2013 年 73 巻 4 号 p. 194-202
Theranostics refers to the combination of disease diagnosis and therapy. Microbubbles, nanobubbles and bubble liposomes hold significant potential for theranostic applications, given their propensity to be visualized in vivo with extremely high sensitivity, their ability to improve drug delivery across biologic barriers, and the possible of loading therapeutic molecules into or onto their shell. The combination of ultrasound exposure and bubbles can be utilized to enhance drug delivery efficiency in ultrasound-mediated delivery systems. Ultrasound-induced microstreams/microjets in fluid surrounding the bubbles form transient pores in the plasma membrane through which exogenous materials such as plasmid DNA, siRNA, proteins and/or drugs in the fluid can then enter the cell. Cells suspended with bubbles and plasmid DNA or siRNA are exposed to ultrasound for up to a few tens of seconds to allow for transfection over a short period of time. Plasmid DNA and siRNA are directly introduced into the cytoplasm, enabling effective and rapid transfection in the presence of high serum nuclease levels.
The combination of ultrasound exposure and bubbles is also a novel strategy for antigen delivery in dendritic cell (DC)-based cancer immunotherapy, thus making the prevention of metastasis in therapeutic models of antigen delivery into DCs possible.
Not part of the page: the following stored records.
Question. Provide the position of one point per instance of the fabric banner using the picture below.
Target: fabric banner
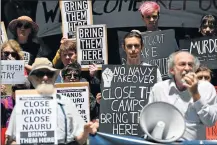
(109, 139)
(124, 13)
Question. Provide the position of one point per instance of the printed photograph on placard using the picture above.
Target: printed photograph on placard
(92, 46)
(75, 13)
(36, 115)
(4, 36)
(78, 93)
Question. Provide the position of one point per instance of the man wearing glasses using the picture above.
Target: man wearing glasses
(71, 128)
(150, 14)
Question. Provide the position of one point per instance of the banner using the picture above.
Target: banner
(125, 91)
(12, 72)
(109, 139)
(124, 13)
(204, 48)
(36, 118)
(78, 92)
(92, 46)
(3, 32)
(158, 45)
(75, 13)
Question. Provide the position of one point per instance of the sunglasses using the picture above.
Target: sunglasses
(153, 16)
(7, 53)
(14, 88)
(25, 25)
(41, 74)
(130, 46)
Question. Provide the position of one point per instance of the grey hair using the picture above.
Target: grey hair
(171, 62)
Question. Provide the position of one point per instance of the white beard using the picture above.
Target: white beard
(45, 89)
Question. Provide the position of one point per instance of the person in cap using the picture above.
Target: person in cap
(25, 30)
(42, 77)
(150, 14)
(195, 99)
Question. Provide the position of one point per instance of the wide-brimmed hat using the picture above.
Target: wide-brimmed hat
(42, 63)
(13, 24)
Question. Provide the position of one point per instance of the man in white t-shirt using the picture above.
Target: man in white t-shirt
(195, 99)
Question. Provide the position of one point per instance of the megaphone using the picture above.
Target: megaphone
(162, 122)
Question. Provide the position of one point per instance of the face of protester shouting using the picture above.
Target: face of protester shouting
(68, 56)
(183, 64)
(23, 31)
(9, 54)
(133, 49)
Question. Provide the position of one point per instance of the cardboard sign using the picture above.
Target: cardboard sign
(78, 92)
(204, 48)
(4, 36)
(75, 13)
(158, 45)
(36, 118)
(12, 72)
(125, 91)
(92, 46)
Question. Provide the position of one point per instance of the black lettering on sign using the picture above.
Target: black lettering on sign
(91, 54)
(91, 43)
(76, 16)
(96, 32)
(122, 102)
(75, 5)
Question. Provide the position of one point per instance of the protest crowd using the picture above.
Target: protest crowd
(59, 85)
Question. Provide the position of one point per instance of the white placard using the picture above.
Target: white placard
(75, 13)
(4, 36)
(36, 118)
(12, 72)
(79, 94)
(92, 45)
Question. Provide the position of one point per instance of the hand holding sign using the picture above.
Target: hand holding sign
(107, 76)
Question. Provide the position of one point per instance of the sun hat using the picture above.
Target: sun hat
(42, 63)
(13, 24)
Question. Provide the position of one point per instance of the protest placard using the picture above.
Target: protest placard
(125, 91)
(92, 46)
(12, 72)
(78, 92)
(4, 36)
(204, 48)
(158, 45)
(36, 118)
(75, 13)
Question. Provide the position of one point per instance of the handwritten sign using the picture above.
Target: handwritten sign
(204, 48)
(36, 118)
(158, 45)
(92, 45)
(12, 72)
(78, 92)
(75, 13)
(125, 91)
(4, 36)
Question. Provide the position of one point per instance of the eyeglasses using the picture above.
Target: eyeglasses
(26, 25)
(130, 46)
(7, 53)
(203, 77)
(41, 74)
(153, 16)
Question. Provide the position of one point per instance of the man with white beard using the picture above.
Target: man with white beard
(42, 77)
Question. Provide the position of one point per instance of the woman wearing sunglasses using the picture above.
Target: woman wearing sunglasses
(25, 31)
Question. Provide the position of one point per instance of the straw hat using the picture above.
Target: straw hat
(42, 63)
(12, 25)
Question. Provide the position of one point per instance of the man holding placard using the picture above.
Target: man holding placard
(70, 125)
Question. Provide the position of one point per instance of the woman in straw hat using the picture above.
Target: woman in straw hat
(25, 31)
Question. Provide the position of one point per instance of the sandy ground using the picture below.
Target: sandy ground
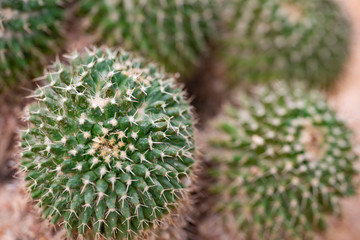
(346, 101)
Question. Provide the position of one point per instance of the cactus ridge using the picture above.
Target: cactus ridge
(173, 33)
(285, 159)
(28, 32)
(286, 39)
(110, 145)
Arg-Gly-Asp (RGD)-bubble liposomes represent a novel echo contrast agent, which can markedly enhance ultrasonic thrombus imaging in vitro and in vivo, and may be useful for noninvasively diagnosing acute thrombotic vessel occlusion. Furthermore, the induced cavitation of RGD-bubble liposomes by low-frequency continuous-wave ultrasound, showed great potential to accelerate the thrombolytic effect in a rabbit thrombotic vessel occlusion model. Thus, RGD-bubble liposomes are useful as ultrasound theranostic agents for noninvasively diagnosis and thrombolysis of acute thrombotic vessel occlusion.